My hands grip the hem of my shirt, and in one swift motion, so I don't hesitate, I pull it up, over my head.

The cold air bites at my exposed skin, only adding to the vulnerability I feel being so exposed.

I'm afraid to look at her, terrified to meet her eyes and see even the slightest hint of judgement. I don't know if I could take that.

My nerves cause me to ramble, trying to talk over the impending rejection. "I kn-know I'm n-not a-a-as d-de-defined a-as, um, o-other g-guys- I'm a lo-lot sl-slim-slimmer, sk-skinnier, b-but-"

"Oh, you're so perfect," she's whispering, as if afraid to be over heard. There's this wondrous glint in her eyes, and her hands are shaking when she lifts them up to meet my skin. Her hands are so warm, tracing up over my chest, from my naval to my shoulders, across my ribs. They're everywhere and nowhere at the same time, and I can't believe it. I can't help the harsh exhale, I can't help looking at her like she's this unbelievable wonder; because she is.

She's Emma Dawn, and she's sunshine, she's fireworks on New Years Eve and shooting stars in the dead of winter. She's dancing to Christmas carols and kisses that taste like cannoli's. She's everything, and she has no idea.

.               .                .               .               .

I've officially decided kissing Emma is my favorite activity.

It's always different with her. There's the breathless kind of kiss, where my lips ache in this wonderful way, and my hands can't stop moving, and then there's the slow kiss. The kiss that communicates a thousand words with a few chaste pecks.

I'm yet to decided which I like better.

I bet she doesn't like either of them; not with you.

"You're wonderful," she breathes, fingers trailing down my chest and over my stomach, and unconsciously, my muscles tighten.

She doesn't mean that.

"So wonderful, so wonderful for me." Her palms press against my waist, pulling me closer over her.

She just doesn't want to hurt your feelings.

And then she kisses me in such a way that it physically hurts, but not in a way that even remotely relates to pain.

You can set them up all you want, every insecurity you can come up with, she shuts it down. She doesn't believe any of that.

It's such a happy thought, a thought that somewhere, subconsciously, I've been waiting to think, and practically dying to believe.

If I can believe in anything in this twisted, beautiful world we live in, it's Emma.

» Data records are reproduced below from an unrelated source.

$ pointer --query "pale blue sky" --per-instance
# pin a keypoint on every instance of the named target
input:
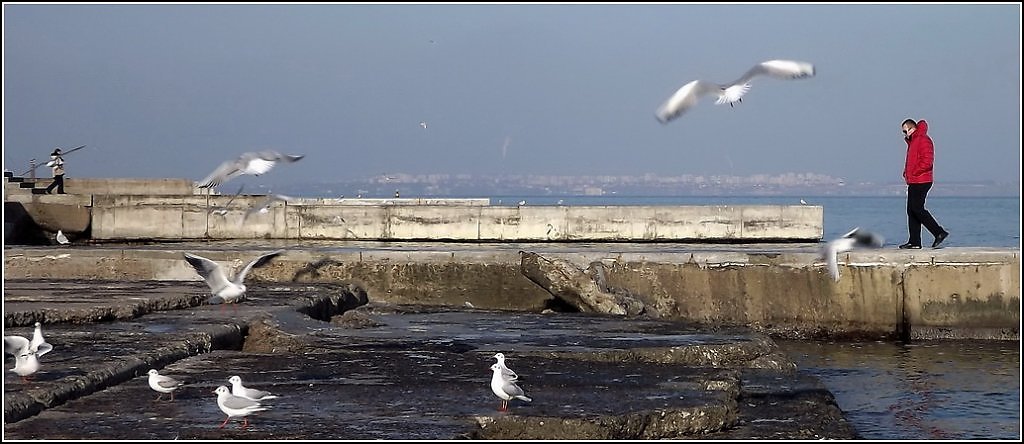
(173, 90)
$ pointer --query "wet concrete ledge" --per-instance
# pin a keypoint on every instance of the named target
(591, 376)
(783, 291)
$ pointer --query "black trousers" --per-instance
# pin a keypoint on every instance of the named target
(916, 215)
(57, 182)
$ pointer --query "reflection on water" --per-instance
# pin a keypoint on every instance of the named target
(927, 390)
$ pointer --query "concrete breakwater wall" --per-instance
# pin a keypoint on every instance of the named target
(184, 217)
(949, 293)
(126, 217)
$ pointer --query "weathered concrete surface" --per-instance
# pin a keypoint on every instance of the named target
(573, 286)
(781, 290)
(419, 372)
(129, 217)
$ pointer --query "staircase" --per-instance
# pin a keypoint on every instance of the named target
(24, 185)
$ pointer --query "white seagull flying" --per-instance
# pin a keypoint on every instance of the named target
(689, 94)
(253, 163)
(226, 291)
(856, 238)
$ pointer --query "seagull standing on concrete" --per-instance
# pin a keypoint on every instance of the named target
(253, 163)
(689, 94)
(251, 394)
(505, 388)
(163, 384)
(226, 291)
(236, 406)
(506, 371)
(856, 238)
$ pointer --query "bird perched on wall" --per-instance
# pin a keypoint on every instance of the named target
(252, 394)
(163, 384)
(505, 387)
(236, 406)
(253, 163)
(689, 94)
(856, 238)
(226, 291)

But then it all happens so fast; this man is yelling Emma's name, and he smacks a hand on my shoulder, trying to rip me away from her. It's my natural reaction to go on the defensive; not to defend myself, but to defend her. In a matter of seconds I'm up off the bed, spinning around so fast, I don't even feel my arm pull back, don't feel my fist meet his jaw.

All that registers are the small, warm hands, pulling at my waist, yanking me away from the suit adorned man standing before me.

"Nathan! Nathan stop, it's my-my Dad."